This statement seems easy enough to interpret. Of course, a teacher has to know their subject area to teach it to someone else. Knowing your subject doesn’t just mean knowing facts about it; it means understanding your subject’s role within the context of other topics and the world as a whole.

I’m an elementary music teacher. When you walk into my classroom, you see students singing, moving, playing instruments, and other activities that go along with musical experiences. That’s the initial impression and an accurate impression.

What you don’t usually see initially is the depth of what is below the surface. When I teach my students a typical singing game, I’m also teaching them:
to keep a steady beat (a skill necessary for reading fluency)
how to cross the midline of their body (this develops reading comprehension skills)
how to subdivide a beat into specific rhythms (fractions…as young as 1st grade)
foreign languages (children’s songs from different countries and cultures)
collaboration (everyone has to participate and try their best)
empathy (if your neighbor is having difficulty, help them)
science (how different sounds move through the room and are detected by the human ear)
tracking from left to right (a fundamental skill for reading and math)
poetry (all lyrics are a form of poetry)
history (the origin of the song and the meaning of the lyrics)

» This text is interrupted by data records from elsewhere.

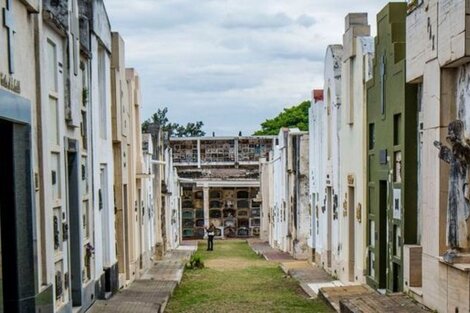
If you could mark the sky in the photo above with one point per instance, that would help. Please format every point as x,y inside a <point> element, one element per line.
<point>230,63</point>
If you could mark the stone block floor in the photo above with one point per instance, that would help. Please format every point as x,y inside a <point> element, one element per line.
<point>151,292</point>
<point>375,302</point>
<point>309,276</point>
<point>348,299</point>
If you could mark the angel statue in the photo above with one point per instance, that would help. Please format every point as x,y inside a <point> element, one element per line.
<point>458,205</point>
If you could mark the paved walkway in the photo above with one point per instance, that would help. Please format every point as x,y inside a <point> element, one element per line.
<point>310,277</point>
<point>348,299</point>
<point>151,292</point>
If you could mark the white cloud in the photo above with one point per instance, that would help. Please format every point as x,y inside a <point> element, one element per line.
<point>230,63</point>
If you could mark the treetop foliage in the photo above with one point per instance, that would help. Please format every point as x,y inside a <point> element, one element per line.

I must know my subject to ensure that my students are making connections to all of these different disciplines. For my students to retain what has been presented to them, I must know how to deliver it in a way relevant to the students in my classroom.

Another aspect of this concept is understanding that all students do not learn the same way. As the expert in the room, I must be open to multiple processes for arriving at a solution. Many times, we think of inquiry as reserved for the science lesson. Let’s move the investigation into the music classroom.

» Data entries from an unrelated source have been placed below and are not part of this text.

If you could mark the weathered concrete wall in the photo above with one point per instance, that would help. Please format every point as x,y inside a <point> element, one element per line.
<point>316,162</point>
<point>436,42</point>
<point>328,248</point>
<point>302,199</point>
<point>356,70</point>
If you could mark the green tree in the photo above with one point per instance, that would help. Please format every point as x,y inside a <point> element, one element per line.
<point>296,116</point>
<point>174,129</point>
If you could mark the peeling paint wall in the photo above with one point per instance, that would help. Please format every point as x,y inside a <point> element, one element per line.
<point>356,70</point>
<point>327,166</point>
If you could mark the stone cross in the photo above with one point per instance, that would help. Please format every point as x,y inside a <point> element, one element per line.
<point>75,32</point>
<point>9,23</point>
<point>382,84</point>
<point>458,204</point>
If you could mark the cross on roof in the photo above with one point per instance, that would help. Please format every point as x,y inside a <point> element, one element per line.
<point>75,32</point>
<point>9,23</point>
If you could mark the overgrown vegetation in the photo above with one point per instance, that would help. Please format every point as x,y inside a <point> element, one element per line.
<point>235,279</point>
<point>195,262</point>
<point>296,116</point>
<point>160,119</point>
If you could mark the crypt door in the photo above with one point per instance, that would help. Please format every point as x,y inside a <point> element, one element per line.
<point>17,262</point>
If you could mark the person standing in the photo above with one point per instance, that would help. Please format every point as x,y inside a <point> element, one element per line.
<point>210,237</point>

In an ideal situation, I could give an assignment to a class based on their prior knowledge and sit back to watch how they arrive at the end product. There would be no expectations of following a specific set of steps or any time restrictions on completing the project. Students would have the confidence to engage in trial and error, reflection, and refinement until the project met the criteria in the assignment.

Unfortunately, most of us are not in an ideal situation, so we come up with some variation of this scenario. My students would freeze if I gave an open-ended assignment like the one described above. They certainly have the skills and knowledge necessary, but they do not have the confidence to engage frequently in that type of learning. So I do what any teacher would do. I scaffold it for them.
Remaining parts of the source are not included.